Suggestion: use an accelerometer data on mobile and use that to directly replace gravity. I expect to be able to tip the phone to drape the cloth, and shake the phone to get waves of motion.
I think the little tears were fine, but my expectation of the weight of the cloth wasn't so much that it would start to rip on its own after a certain point. It felt more like a wet dough at a certain point than cloth.
I wonder if cloth simulation could be integrated as a CAD primitive that somehow outputs reasonable BRep geometry?
Could you take an AI 3D scan of someone's face, virtually lay a heavy cloth over it, then add whatever you wanted to make a mask?
Could you make the deformed cloth surface into one side of a cube, where the other side was flat for easily working with it, and use that to make custom pseudo-vacumformed cases for things?
Or just stack up boxes and simple shapes, and use the cloth simulation to build organic looking industrial design within a more traditional CAD workflow?
I highly recommend watching the relevant section of that video (4:38 to 8:59) and then implementing it yourself in whatever system you know that can draw lines and circles (I did it in Godot; it took only a few minutes to learn enough Godot to start on the algorithm).
It's absolutely mind-blowing that so little code can produce such a beautiful result. It's also fun to play with the parameters and see how they affect how the cloth feels.

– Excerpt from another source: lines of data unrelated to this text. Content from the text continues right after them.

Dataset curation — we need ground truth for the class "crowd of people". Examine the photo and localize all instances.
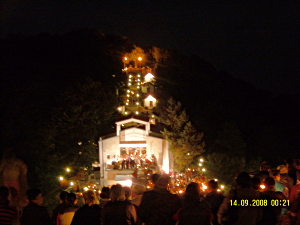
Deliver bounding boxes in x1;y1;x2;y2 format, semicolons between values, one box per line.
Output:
0;159;300;225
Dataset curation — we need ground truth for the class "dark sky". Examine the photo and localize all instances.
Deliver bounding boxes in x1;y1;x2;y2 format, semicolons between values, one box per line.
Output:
1;0;300;94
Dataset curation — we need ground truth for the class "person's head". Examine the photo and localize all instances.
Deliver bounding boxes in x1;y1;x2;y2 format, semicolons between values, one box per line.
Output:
123;186;131;200
285;158;295;168
83;190;96;206
26;188;43;205
155;174;170;188
264;177;275;190
270;169;280;180
277;165;289;174
67;193;78;206
110;184;125;202
236;172;251;187
251;176;261;191
0;186;9;200
207;180;219;191
59;191;68;203
100;187;110;199
259;162;270;172
151;173;160;186
184;182;201;205
133;184;146;195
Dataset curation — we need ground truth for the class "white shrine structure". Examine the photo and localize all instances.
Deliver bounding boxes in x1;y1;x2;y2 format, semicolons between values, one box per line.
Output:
99;117;172;187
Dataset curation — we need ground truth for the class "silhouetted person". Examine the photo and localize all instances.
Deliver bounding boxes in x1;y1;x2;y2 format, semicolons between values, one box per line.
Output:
52;191;68;224
71;190;101;225
0;186;18;225
101;184;137;225
218;172;262;225
205;180;224;225
138;175;181;225
20;188;52;225
173;182;212;225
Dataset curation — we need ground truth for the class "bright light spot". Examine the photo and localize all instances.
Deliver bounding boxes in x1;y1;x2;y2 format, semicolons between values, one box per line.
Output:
118;179;132;187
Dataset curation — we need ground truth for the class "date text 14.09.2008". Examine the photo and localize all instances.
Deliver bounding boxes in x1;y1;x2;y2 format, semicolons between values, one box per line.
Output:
230;199;290;207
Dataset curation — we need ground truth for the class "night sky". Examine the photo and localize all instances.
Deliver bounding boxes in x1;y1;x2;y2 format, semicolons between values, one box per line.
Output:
1;0;300;94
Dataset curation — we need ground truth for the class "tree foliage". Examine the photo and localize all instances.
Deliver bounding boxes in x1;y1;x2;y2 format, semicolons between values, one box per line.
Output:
158;98;204;171
53;79;119;170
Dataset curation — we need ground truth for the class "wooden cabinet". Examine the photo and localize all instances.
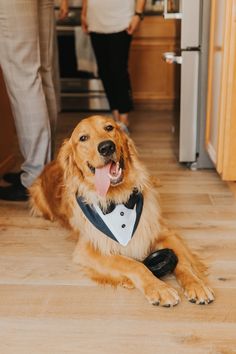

Reminds me of a great video not long ago that went over the main ideas behind weaving and knitting. Feels like you almost certainly have to take some of those ideas in mind when doing a simulation like this. Would be curious to read a breakdown of how this was made and how it incorporates the concepts that go into different fabric.
AFAIK more advanced realism-focused cloth sims are still mostly bundles of spring constraints, and most fabric behaviors are encoded as different spring tolerances, forces, and friction.
I made this a bit ago for fun and funnies to test the idea of tearaway ads. It's very prototype but still pretty satisfying (desktop only but there's a gif on the repo)
Nice first approximation. The cloth has no momentum, a piece of cloth that clearly would swing down, past vertical, and then swing up just damps down and stops at vertical.
Also the falling pieces don't accelerate downward, which looks unnatural
I was curious and was able to build something very similar quickly using Gemini 3 via Google AI Studio. Never would have imagined a few years ago how easy some of this has become to prototype.
This is great! The only part that broke the immersion (for me) was that the cloth bits fell at a constant rate - I'd expect them to accelerate due to gravity, and maybe flutter as they fell.
Of course cloth sims of varying fidelity are everywhere. Even games have had cloth sims for decades at this point.
But it is also something that remains a research problem how to do efficiently and with good results; pretty much every year in siggraph you see couple of new papers around cloth sims. For example this year we got this https://youtu.be/d9TZhtXeMio
At least solver seems faster (if not better) in later versions? p.s. My try at 'flag in the wind' in Blender from around 2022:
https://0x0.st/s/aJ6DNj2pEHzRdBiscEIsbQ/KCsK.mp4
I do remember it took me all day to get somehow realistic motion.
I'm going to assume it is "more than you think; not as much as you'd like" because I don't have the time to burn this morning to replicate your research.
Suggestion: use an accelerometer data on mobile and use that to directly replace gravity. I expect to be able to tip the phone to drape the cloth, and shake the phone to get waves of motion.